[DigitalToday reporter Jinju Hong (홍진주)] Nvidia and Google Cloud are moving to build hyperscale infrastructure targeting next-generation agentic AI and physical AI.
On April 23 (local time), online media outlet Gigazine reported that the two companies plan to expand the Google Cloud AI Hypercomputer and provide enterprises with Nvidia Vera Rubin-based A5X bare-metal instances.

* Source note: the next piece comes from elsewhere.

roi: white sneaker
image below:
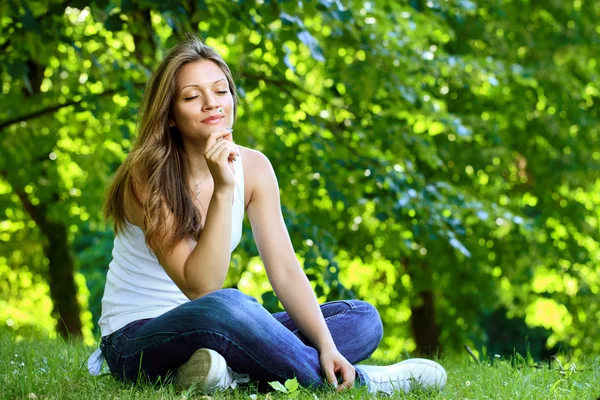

A5X is a dedicated physical server based on Nvidia’s Vera Rubin NVL72 rack-scale system. Unlike virtual servers shared by multiple users, it is structured so a single company exclusively uses the resources. It is optimised for large-scale AI training and inference and high-performance simulation.
The key is scalability. A5X can scale to as many as 80,000 Rubin GPUs at a single site and up to 960,000 Rubin GPUs in a multi-site cluster. To do that, it combines Nvidia ConnectX-9 SuperNIC with Google’s network technology to form hyperscale AI clusters. Nvidia described it as infrastructure aimed at demand for “AI factories.”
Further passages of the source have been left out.